“28 Şubat’ın mağduru” kim? Tayyip Erdoğan’a göre kendileri, Kemal Kılıçdaroğlu ve Devlet Bahçeli’ye göre ise Necmettin Erbakan..
Kılıçdaroğlu, Erdoğan’a hitaben “28 Şubat sen Başbakan olasın diye yapıldı. Hakkını verelim, rahmetli Erbakan milliciydi. Kendi ülkesinin çıkarlarını savunurdu. Sen ise kendi ülkenin çıkarlarını pazarlayan birisin” dedi.
Bahçeli de “Olan maalesef rahmetle andığımız merhum Necmettin Erbakan Bey ve arkadaşlarına olmuştur. AKP’nin bir 28 Şubat yapımı, klasiği, sürümü ve imalatı olduğu şüpheye yer bırakmayacak kadar net ve berraktır” dedi.
***
28 Şubat süreci, tek başına ele alınamaz. Graham Fuller ve Paul Henze, 1980’li yıllardan itibaren, “Atatürkçülük ölmüştür. Ulus devletler dönemi bitmiştir. Türkiye, Osmanlı gibi çok kültürlü, çok dinli ve çok ırklı bir yapıyı benimsemelidir. Bunun için en iyi yol Ilımlı İslam’dır. Etnik kimlikler kendilerini ifade edebilmelidir” demeye başlamıştı.
Refah Partisi’nden bir Yenilikçiler hareketi doğmasını isteyen ve bu amaçla 1996 yılında partinin Topkapı’daki il merkezinde Abdullah Gül’e tavsiyelerde bulunan kişi, CIA istasyon şefi Graham Fuller’dir!
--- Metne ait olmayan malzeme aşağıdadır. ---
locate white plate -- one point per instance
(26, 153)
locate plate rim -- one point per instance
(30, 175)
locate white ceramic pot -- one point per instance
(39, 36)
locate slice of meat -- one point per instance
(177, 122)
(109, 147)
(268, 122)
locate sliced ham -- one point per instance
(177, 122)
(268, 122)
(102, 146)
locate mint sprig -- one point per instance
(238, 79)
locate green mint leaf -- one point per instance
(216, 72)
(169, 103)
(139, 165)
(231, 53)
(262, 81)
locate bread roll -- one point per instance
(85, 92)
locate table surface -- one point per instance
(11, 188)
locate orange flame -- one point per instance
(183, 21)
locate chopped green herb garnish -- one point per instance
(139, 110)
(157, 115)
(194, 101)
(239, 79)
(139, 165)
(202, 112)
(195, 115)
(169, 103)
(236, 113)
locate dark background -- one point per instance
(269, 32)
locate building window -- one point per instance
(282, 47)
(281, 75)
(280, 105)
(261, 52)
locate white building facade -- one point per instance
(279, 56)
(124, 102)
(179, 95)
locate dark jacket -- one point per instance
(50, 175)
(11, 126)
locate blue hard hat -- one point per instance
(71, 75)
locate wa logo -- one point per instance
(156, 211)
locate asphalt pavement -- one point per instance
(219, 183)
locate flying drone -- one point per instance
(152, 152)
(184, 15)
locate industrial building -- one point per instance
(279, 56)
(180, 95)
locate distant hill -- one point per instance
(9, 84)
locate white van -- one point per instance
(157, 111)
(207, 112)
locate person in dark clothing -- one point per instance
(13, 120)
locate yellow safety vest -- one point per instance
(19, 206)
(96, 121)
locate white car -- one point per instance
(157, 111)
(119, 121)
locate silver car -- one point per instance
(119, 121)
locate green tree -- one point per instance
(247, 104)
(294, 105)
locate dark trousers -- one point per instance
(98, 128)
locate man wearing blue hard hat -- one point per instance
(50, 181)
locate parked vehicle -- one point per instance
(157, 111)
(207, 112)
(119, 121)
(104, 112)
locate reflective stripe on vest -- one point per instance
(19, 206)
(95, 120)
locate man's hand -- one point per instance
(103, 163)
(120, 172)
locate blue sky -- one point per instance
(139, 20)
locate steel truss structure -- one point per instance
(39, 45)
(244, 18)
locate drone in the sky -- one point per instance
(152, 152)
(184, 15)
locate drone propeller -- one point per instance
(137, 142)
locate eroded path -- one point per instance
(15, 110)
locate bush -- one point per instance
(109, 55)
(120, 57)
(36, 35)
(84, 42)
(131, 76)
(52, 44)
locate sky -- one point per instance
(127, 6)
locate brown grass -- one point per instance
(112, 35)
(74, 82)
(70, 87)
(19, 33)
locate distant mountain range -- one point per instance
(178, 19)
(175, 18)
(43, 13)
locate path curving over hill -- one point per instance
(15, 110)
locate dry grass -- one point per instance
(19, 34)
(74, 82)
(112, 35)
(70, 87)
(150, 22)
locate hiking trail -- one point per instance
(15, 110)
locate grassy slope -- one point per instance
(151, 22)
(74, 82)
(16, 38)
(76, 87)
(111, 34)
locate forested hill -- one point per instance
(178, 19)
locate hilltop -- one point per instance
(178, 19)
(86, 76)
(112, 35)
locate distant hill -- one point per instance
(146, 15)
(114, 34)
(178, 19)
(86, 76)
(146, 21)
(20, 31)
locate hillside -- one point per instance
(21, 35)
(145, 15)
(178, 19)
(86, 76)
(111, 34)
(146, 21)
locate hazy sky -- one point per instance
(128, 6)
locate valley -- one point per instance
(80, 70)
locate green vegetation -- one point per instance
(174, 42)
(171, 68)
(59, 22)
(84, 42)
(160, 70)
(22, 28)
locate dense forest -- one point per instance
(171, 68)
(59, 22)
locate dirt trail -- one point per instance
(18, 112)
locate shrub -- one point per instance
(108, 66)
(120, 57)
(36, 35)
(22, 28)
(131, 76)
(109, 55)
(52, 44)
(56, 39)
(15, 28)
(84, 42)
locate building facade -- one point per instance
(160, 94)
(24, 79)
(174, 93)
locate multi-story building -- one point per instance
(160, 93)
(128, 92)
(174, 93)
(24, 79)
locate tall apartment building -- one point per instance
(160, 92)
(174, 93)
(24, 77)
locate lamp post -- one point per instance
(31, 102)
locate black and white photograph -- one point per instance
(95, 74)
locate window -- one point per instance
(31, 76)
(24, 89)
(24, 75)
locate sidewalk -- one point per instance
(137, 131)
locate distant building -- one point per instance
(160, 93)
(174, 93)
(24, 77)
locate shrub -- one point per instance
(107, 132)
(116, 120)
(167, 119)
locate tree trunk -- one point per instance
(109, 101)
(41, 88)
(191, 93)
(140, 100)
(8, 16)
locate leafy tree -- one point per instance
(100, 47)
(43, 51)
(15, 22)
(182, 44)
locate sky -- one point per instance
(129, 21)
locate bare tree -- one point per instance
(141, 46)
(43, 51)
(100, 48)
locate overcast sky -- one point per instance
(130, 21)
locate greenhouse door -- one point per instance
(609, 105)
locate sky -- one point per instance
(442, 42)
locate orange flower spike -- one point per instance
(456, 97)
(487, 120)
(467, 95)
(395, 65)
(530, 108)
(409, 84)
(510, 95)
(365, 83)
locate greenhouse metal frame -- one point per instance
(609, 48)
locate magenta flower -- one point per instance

Hatta 1996 yılında, Tayyip Erdoğan’ın Başbakan, Abdullah Gül’ün Dışişleri Bakanı olacağını bile söylüyorlardı.
DSP’nin çökertilmesi sırasında Abdullah Gül, ABD’de CFR’nin beyni Morton Abramowitz ve ABD Dışişleri Bakan Yardımcısı Mark Grossman ile görüşmüştü. Tayyip Erdoğan da daha RP Beyoğlu İlçe Başkanı iken, Morton Abramowitz ile görüşmüş ve CIA’nın önemli şeflerinden Graham Fuller ile temasa geçmişti. Erdoğan, Amerika’nın Adana Konsolosu Elizabeth Shelton, ABD’nin İstanbul Başkonsolosu Caroline Hagins, ABD Büyükelçilik Müsteşarı Silwer Lawrens ve CIA görevlisi Kenny Bob ile de görüşüyordu!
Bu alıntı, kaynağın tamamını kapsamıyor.